July 18, 2008
Iraqi Prime Minister Nouri al-Maliki’s call for a timetable on American troop withdrawals has touched off a dramatic change in the debate over the future U.S. engagement in Iraq – essentially, it marks a falling away of the fig-leaf rationales for the five-plus years of occupation
As these fig leaves drop to the ground, they are exposing raw geo-strategic objectives that were present in the original calculations of Republican foreign policy experts going back to the early 1990s, a desire for a firm U.S. foothold in the Middle East to protect the West's access to oil and to defend the state of Israel from, then, primarily its Arab enemies.
Those objectives were outlined in the Paul Wolfowitz-inspired Defense Strategy paper prepared in 1992 that argued in favor of an American version of the imperial British “East of Suez” concept of projecting power into this strategic region.
Going “East of Suez” also made sense to Donald Rumsfeld and other political leaders who observed that once America’s Cold War role as the protector of Western Europe had ended, the U.S. needed a new mission in a new region to sustain its superpower status.
Furthermore, the United States had a refurbished and well-funded military machine, with a volunteer Army, which had come off a great victory in the Gulf War and a successful air war against Serbia in the 1990s.
““What good is it having the most powerful military in the world if you don’t use it?” Secretary of State Madeleine Albright reportedly asked Gen. Colin Powell during the Bosnian crisis.
All these ambitions, calculations and objectives relating specifically to the Middle East suddenly were achievable after the 9/11 attacks, but the Bush administration hid them behind other rationales – such as the goal of spreading democracy, the need to fight global terrorism or Islamo-facism, and the search for weapons of mass destruction.

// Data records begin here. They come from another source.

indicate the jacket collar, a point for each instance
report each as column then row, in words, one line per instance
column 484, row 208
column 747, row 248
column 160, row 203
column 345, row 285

Ironically, it required the decline in violence that followed the U.S. troop “surge,” coupled with bribes to Sunni tribes and the ethnic cleansing of mixed Baghdad neighborhoods, to create enough stability inside Iraq for the Maliki government to cross the political Rubicon and ask Washington to agree to a troop withdrawal timetable.
Maliki put this request on the table on July 7 when he observed that the long-term security accord that had been under discussion with Washington for months must include "a memorandum of understanding either for the departure of the forces or a timetable for their withdrawal."
The White House, the Pentagon and John McCain’s presidential campaign were caught off guard and fumbled their responses – in part because Maliki’s call for a timetable stripped away some of the more noble-sounding reasons for keeping U.S. troops in Iraq indefinitely, especially the defense of Iraqi sovereignty and the protection of its fledgling democracy.
Simultaneously, Maliki’s call for a withdrawal timetable played into the hands of Barack Obama because he long has advocated reducing the U.S. military presence to a residual force within 16 months of taking office.
Suddenly, Maliki was urging something similar, reflecting the nationalistic sentiments of many Iraqis who resent the presence of foreign troops on their land. Maliki’s position also was welcomed by many Americans tired of this open-ended, bloody war.
If Bush's “democracy” rationale meant anything, it presumably would include respecting the will of the Iraqi people and their elected leaders. How could Bush, McCain and other war supporters continue to tout that uplifting cause if they brushed aside what the Iraqis want?
Yet, as the “democracy” fig leaf was falling away, oil was soaring to $140 a barrel and Iran was showing defiance against international pressure to stop its nuclear enrichment program. Iran also conducted test launches of medium-range missiles that could reach Tel Aviv.
So, the Realpolitik rationales of extracting more Iraqi oil and countering Iran’s regional ambitions were growing more acute even as the notion of respecting the will of the Iraqi people – as well as the American public – was growing more tenuous.
TheEmpress,
P.S. It was clear to me all along, they wanted Americans to leave. Maliki was on the weak side, and could be bullied into saying what Mr. Bush, and Staff requested. But, it never was the will of the people, who dispised his weaknesses, and felt him a puppet.